Any recomendations??? Tasco, Bushnell?


----------



## duckmander (Aug 25, 2008)

the only thing i don't like about mine is i either have to turn it on and leave it. or they get in my lap and i need to turn it on. if i leave it on i usually find the battery is dead when i am ready to shoot..

but when it all works out right you cant beat one.

my buddy just put a Bushnell hollow sight on a bull pup 9mm something. 
I'm not into those type of guns. but i looked through that scope directly at the sun and i could still see the retical. this don't happen with a red dot.

i have since gone to fiber optic rifle sights. and love them. not as much as the red dot but no batteries required.

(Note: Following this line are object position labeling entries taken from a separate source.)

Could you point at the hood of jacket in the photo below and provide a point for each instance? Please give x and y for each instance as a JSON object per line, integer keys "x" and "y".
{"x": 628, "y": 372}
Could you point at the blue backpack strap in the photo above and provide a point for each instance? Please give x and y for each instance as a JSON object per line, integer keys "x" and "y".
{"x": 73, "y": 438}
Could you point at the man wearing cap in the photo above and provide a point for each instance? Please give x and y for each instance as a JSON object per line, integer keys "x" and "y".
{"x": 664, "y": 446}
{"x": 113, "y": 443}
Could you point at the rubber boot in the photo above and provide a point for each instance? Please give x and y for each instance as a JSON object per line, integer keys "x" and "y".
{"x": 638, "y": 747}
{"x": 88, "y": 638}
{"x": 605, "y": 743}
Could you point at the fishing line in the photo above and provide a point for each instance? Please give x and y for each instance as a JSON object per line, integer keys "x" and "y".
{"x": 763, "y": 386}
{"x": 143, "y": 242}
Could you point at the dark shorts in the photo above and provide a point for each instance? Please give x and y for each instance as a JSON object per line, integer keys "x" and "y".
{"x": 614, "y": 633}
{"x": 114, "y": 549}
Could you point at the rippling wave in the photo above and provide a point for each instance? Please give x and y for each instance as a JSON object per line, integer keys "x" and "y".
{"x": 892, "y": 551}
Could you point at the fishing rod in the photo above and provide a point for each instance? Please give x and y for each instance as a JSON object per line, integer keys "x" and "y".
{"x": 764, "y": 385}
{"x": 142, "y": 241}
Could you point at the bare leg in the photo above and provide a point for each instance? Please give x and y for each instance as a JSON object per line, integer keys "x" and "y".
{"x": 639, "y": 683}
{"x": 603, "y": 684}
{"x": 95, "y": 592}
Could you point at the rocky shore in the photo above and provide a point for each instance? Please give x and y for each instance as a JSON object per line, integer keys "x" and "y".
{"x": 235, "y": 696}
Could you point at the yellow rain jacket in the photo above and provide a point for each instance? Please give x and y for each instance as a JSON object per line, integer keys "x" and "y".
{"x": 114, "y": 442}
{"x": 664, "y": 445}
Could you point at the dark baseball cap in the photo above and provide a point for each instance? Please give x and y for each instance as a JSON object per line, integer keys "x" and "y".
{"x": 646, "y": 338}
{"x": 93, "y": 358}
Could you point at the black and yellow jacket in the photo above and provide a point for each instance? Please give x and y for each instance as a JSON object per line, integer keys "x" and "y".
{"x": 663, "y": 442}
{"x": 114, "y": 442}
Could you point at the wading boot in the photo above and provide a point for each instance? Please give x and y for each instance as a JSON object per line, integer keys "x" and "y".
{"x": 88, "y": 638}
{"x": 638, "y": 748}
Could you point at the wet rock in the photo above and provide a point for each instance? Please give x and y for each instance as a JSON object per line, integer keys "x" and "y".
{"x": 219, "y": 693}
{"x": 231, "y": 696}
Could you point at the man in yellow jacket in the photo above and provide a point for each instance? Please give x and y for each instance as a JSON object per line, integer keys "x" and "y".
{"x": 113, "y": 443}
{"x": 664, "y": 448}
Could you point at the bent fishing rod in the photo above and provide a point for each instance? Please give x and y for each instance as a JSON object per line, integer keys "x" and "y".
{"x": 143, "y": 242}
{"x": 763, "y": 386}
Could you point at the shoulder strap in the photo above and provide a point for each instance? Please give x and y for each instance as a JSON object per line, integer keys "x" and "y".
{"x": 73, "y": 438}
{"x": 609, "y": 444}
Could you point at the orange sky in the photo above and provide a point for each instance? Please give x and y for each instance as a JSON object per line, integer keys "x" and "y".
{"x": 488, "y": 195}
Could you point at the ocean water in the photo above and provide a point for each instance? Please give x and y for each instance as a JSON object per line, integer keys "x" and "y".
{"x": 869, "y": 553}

i think the hollow sight is the ticket. check one out and see what you think.

good luck.


----------



## Wyomingpredator (Oct 16, 2007)

one thing to keep in mind is red dot scopes are illegal in a couple states. I know Wyoming they are illegal. Thr reasoning is that state law says you cannot use artificial light to hunt. The law is not intended for these it is intended for spottlighting but has not been modified. the law is more specific than that but thats the main point.


----------



## Bernie P. (Sep 25, 2008)

My 835 has fiber optics on the turkey barrel.I put a Bushnell RD on the slug barrel.Works great and should work as well for turkey.


----------